DNA titrations of EG and SG were performed on a Spectra Max Gemini XS fluorescence microplate reader (Molecular Devices, Mountain View, CA). The total volume of the solution in each microplate well was kept at 200 μL. Following the mixings of DNA and the dyes, the resulting solutions were incubated for 30 minutes at either room temperature or 50°C before measurements were taken at the same respective incubation temperature. Fluorescence signals were recorded using the optimal excitation/emission wavelengths of EG (490 nm/530 nm) or SG (490 nm/525 nm). Several types of DNA were used in the titration experiments in order to assess the DNA-binding behavior of the dyes. λDNA and Tbr DNA were chosen to represent AT-rich and GC-rich dsDNA, respectively. Two short oligonucleotides each with an intramolecular complementary sequence were synthesized to form a double-stranded 10-mer (ds10-mer, GCGATCACCGTTTCGGTGATCGC) and a double-stranded 22-mer (ds22-mer, GCGATCACCGTAATGCTAGCGCTTTTGCGCTAGCATTACGGTAGATCGC), respectively. To ensure the proper formation of the double-stranded structures, stock solutions of the oligonucleotides in 10 mM Tris pH 8.0 were heated to 90°C for 10 minutes and then quickly snap-cooled in ice-water. M13 DNA was chosen to represent ssDNA. Finally, a 24-base oligonucleotide (ss24-mer, GTCTGATTCATCTGCGTG-CTGACT) was synthesized to represent short single-stranded oligonucleotides.

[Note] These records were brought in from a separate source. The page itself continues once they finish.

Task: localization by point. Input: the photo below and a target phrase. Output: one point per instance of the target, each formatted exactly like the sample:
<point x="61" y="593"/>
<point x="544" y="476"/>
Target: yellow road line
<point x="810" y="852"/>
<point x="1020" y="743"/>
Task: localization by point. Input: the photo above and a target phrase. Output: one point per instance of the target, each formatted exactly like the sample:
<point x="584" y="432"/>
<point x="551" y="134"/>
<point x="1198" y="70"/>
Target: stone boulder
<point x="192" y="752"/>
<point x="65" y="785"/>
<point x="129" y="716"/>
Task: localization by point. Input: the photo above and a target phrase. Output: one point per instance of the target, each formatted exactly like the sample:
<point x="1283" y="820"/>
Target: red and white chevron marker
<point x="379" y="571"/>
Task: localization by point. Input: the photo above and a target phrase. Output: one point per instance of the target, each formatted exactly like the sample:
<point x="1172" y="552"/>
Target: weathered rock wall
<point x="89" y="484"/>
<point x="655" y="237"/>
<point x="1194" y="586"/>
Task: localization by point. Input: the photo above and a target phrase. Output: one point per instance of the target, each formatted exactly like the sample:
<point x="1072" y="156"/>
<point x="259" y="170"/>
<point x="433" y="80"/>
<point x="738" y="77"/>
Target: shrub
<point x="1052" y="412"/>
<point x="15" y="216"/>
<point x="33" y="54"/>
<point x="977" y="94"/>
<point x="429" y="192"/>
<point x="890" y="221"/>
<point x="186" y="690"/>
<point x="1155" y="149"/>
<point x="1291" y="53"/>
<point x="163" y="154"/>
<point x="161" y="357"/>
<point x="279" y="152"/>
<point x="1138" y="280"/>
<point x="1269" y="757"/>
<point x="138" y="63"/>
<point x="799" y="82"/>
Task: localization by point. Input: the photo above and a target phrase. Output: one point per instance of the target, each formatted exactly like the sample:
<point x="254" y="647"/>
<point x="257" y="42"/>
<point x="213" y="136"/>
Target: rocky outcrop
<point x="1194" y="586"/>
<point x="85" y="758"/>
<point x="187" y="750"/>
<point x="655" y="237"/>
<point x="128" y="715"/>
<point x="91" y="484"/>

Real-time PCR and post-PCR analysis

Unless otherwise stated, typical qPCR experiments were carried out in 20 μL-sized reactions containing 10 mM Tris (pH 8.3), 50 mM KCl, 2.5 mM MgCl2, 0.25 mM each of dNTP, 500 nM each of forward and reverse primers, a DNA plasmid template (roughly 106 copies), one unit of AmpliTaq DNA polymerase and EG or SG of a concentration as indicated. Reactions were generally assembled on a 96-well PCR plate on ice. The plate was then immediately placed in an iCycler IQ (BioRad) with the heating block heated above 60°C to ensure hot starting. To test the effect of dye concentration, the standard protocol (i.e., 95°C for 3 minutes followed by 45 cycles of 15 seconds at 95°C, 15 seconds at 50°C, and 60 s at 72°C) was used. The extension time at 72°C of the above protocol was shortened by various amounts as indicated to see how EG or SG affects the kinetics and specificity of the amplification reactions. Power SYBR kit from Applied Biosystems, Inc. and a home-made EG master mix were compared using two-temperature fast protocols with 10 minutes at 95°C followed by 50 cycles of 15 seconds at 95°C and a varying amount of annealing/chain extension time (i.e., 10, 20 and 40 seconds, respectively) at 60°C. PCR titrations of cDNA were carried out using Universal PCR protocol (i.e., 95°C for 10 minutes followed by 50 cycles of 95°C for 15 seconds and 60°C for 60 seconds).

All PCR experiments were run in multiplicates, followed by post-PCR product analysis to confirm product specificity. For the comparative study of Power SYBR kit and EG master mix using fast cycling protocols, each PCR experiment was repeated 8 times. All other PCR experiments were run in duplicates but with only one of the amplification curves shown for the sake of simplicity. For all PCR experiments, post-PCR DNA melt curve analysis was performed to assess amplification specificity. DNA melting was carried out using a temperature ramping rate of 0.2°C per step with a 30-second rest at each step. In case of ambiguity, DNA gel electrophoresis was performed.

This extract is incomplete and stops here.